In support of the region’s continued progress and to foster inter-regional dialogue and cooperation, CTI convened a regional seminar in Santiago in April 2017, opened by then President Michelle Bachelet, during which 14 Latin American countries shared good practices, experiences and challenges in building anti-torture legislative and institutional frameworks. CTI is committed to supporting Latin American countries in drafting anti-torture legislation and strengthening anti-torture legal, institutional and policy frameworks.

Read more on Latin American torture-related laws here.

Preventing torture and ill-treatment in policing and law enforcement

As in other regions, developing and consolidating human rights-compliant policing is a priority in Latin America.
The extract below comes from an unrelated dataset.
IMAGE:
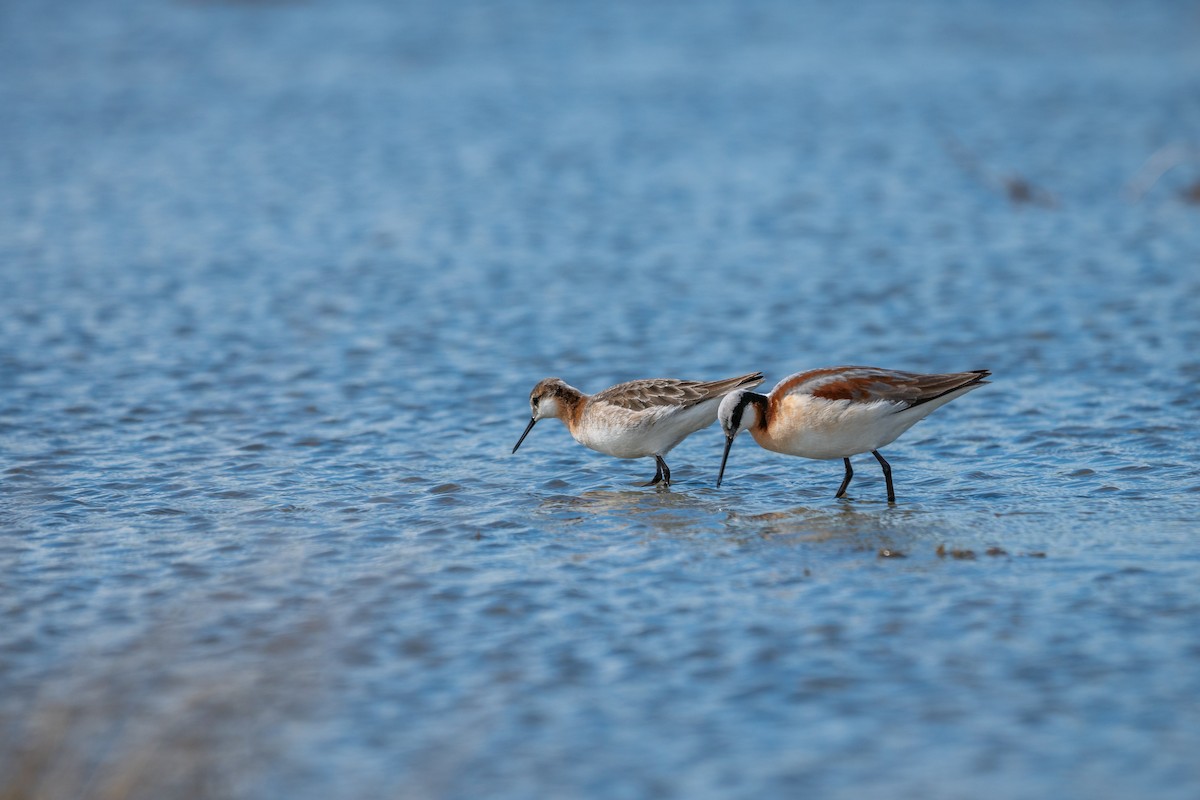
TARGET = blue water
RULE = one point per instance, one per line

Latin American States have taken part in a number of CTI events that have focused on this important issue, and have also shared their practices, techniques and experiences in relation to:

  • Implementation of legal and procedural safeguards against torture and ill-treatment during the first hours of arrest and police custody;
  • Lawful use of force and firearms as a means of restraint during arrest, in custody processing, as well as in relation to protests and assemblies;
  • Use of rapport-based investigative interviewing of suspects, witnesses and victims.

CTI supports States in strengthening the effectiveness and professionalism of police and law enforcement services to assist countries in their torture prevention and response efforts.
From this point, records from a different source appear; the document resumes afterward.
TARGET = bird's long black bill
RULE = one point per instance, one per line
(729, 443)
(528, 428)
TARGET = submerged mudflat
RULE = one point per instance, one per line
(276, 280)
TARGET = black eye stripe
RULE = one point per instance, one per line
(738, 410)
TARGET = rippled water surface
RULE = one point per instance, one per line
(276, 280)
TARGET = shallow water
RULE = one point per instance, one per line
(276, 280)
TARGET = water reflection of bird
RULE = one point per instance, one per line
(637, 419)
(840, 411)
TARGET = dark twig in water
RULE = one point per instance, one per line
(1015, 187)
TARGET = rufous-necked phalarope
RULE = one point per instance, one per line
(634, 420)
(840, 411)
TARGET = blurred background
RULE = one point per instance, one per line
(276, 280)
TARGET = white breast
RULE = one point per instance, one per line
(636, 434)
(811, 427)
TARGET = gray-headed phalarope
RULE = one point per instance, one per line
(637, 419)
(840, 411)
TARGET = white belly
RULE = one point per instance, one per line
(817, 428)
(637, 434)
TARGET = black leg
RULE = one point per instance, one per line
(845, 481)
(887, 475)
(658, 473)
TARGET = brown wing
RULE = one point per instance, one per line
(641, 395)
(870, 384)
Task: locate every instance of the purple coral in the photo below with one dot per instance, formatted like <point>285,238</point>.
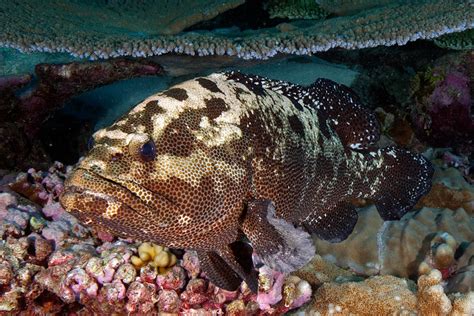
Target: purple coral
<point>443,115</point>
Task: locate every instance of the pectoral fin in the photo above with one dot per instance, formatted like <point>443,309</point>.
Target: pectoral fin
<point>333,225</point>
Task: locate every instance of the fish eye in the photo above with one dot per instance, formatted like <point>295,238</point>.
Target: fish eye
<point>148,151</point>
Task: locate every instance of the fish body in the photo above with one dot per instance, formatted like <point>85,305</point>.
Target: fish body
<point>229,157</point>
Capacity-building for prison reform and management policies and strategies

Countries in the Latin American region have highlighted that some of the most pressing issues requiring attention include prison overcrowding, poor material and living conditions of detention and the increase of women as one of the fastest growing prison population groups. In CTI seminars, Latin American participants have shared several good practices aimed at redesigning prison management models in an effort to decongest prisons, improving detention conditions and prioritising alternatives to imprisonment. The work is steadfast and encouraging, but significant challenges remain.

CTI is ready to provide technical assistance to interested Latin Americans wishing to embark on prison reform strategies, such as through seconded thematic experts who are able to undertake reviews of prison management and detention conditions, offering confidential recommendations to the government, or referral to our expert network.